SCHERING-PLOUGH ANNOUNCES FDA APPROVAL OF SAPHRIS® (ASENAPINE) FOR ACUTE TREATMENT OF SCHIZOPHRENIA IN ADULTS AND MANIC OR MIXED EPISODES OF BIPOLAR I DISORDER WITH OR WITHOUT PSYCHOTIC FEATURES IN ADULTS
First psychotropic drug to receive initial approval for both indications simultaneously
KENILWORTH, N.J., Aug. 14, 2009 /PRNewswire/ — Schering-Plough Corporation (NYSE: SGP) today announced that the U.S. Food and Drug Administration (FDA) has approved SAPHRIS® (asenapine) sublingual tablets for acute treatment of schizophrenia in adults and acute treatment of manic or mixed episodes associated with bipolar I disorder with or without psychotic features in adults.
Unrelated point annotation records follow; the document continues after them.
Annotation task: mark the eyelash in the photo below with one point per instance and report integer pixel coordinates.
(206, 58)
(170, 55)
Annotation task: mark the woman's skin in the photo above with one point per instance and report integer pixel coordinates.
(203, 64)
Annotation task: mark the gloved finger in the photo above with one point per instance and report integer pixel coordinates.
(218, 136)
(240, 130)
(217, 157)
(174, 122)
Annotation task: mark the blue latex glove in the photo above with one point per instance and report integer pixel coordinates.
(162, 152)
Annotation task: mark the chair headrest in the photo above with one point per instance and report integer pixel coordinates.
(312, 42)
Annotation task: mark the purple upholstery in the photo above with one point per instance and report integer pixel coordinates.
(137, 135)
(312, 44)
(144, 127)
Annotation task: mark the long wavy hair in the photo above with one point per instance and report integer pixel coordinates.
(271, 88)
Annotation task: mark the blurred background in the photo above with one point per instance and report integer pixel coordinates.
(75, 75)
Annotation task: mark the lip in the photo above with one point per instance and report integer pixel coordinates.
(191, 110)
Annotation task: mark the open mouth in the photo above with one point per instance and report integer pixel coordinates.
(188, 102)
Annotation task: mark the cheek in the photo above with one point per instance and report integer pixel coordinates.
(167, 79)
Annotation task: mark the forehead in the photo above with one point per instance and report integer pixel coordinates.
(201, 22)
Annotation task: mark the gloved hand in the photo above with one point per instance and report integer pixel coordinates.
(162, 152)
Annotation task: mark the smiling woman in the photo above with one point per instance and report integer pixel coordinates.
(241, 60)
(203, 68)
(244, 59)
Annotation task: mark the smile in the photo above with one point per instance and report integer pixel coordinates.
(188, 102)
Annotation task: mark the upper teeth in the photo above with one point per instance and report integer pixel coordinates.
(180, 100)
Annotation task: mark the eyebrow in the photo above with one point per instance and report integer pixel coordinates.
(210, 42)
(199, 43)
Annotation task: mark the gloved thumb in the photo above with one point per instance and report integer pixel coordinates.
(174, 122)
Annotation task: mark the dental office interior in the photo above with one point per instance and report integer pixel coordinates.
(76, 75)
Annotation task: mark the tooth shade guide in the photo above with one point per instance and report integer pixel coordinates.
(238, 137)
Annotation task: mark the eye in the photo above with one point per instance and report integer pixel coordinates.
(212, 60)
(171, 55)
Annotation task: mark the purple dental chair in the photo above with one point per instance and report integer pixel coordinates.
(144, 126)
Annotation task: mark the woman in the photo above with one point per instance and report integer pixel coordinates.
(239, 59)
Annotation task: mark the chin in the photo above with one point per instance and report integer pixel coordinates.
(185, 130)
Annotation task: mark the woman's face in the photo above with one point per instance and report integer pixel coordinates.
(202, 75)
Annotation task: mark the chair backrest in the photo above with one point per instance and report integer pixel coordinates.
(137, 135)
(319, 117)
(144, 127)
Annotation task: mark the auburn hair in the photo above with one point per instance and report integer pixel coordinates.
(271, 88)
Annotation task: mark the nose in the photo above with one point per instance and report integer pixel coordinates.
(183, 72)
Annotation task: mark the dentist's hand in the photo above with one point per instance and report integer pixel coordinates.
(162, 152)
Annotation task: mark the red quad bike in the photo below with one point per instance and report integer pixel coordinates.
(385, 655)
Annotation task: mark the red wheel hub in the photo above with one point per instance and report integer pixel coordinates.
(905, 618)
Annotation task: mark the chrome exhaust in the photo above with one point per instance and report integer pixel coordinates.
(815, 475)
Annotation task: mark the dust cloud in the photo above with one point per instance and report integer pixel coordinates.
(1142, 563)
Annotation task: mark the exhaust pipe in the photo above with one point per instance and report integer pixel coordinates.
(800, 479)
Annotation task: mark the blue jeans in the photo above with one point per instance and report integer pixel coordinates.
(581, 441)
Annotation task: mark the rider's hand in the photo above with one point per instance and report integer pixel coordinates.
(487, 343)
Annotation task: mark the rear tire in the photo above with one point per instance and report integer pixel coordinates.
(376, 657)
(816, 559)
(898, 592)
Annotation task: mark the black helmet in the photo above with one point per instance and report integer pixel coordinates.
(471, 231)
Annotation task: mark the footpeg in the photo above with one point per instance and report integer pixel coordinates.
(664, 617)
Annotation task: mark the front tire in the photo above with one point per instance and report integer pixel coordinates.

SAPHRIS can be used as a first-line treatment and is the first psychotropic drug to receive initial approval for both of these indications simultaneously.

"We are very pleased with the U.S. approval of SAPHRIS, which represents an important new choice for acute treatment of schizophrenia and acute manic or mixed episodes of bipolar I disorder in patients starting treatment and those who have discontinued previous treatment," said Thomas P. Koestler, Ph.D., executive vice president and president, Schering-Plough Research Institute. "SAPHRIS is an important addition to Schering-Plough's product portfolio, and represents the first U.S. approval resulting from the Organon/Schering-Plough combination."

SAPHRIS is expected to be available in the U.S. during the fourth quarter of 2009.

Schizophrenia affects about 24 million people worldwide, including two million Americans, and bipolar I disorder affects about 1 percent of adults, including 10 million Americans.

"Schizophrenia and bipolar I disorder are complex medical conditions that can present clinical challenges for the physician," said Steven G. Potkin, M.D., professor, department of psychiatry and human behavior, University of California, Irvine, and lead author of a pivotal schizophrenia study as part of the SAPHRIS clinical development program.

"Having a new FDA-approved treatment such as SAPHRIS is important in these serious conditions because physicians need options to help manage their patients' symptoms," said Roger S. McIntyre, M.D., associate professor of psychiatry and pharmacology, University of Toronto, Canada, and lead author of the pivotal bipolar mania studies as part of the SAPHRIS clinical development program.

The FDA approval of SAPHRIS is based on a New Drug Application (NDA) that included efficacy data from a clinical study program involving more than 3,000 patients in schizophrenia and bipolar mania trials. The SAPHRIS filing was supported by safety data in 4,500 people, with some patients treated for more than two years. The approval is based on acute schizophrenia trials in which SAPHRIS (5 mg twice daily) demonstrated statistically significant efficacy versus placebo and acute bipolar I disorder studies in which SAPHRIS (10 mg twice daily) demonstrated statistically significant reduction of bipolar mania symptoms versus placebo.

About SAPHRIS (asenapine)

SAPHRIS is a psychotropic agent indicated for acute treatment of schizophrenia in adults and acute treatment of manic or mixed episodes associated with bipolar I disorder with or without psychotic features in adults. Schering-Plough has reported additional top-line results for SAPHRIS in long-term clinical studies. Additional clinical studies with SAPHRIS are ongoing.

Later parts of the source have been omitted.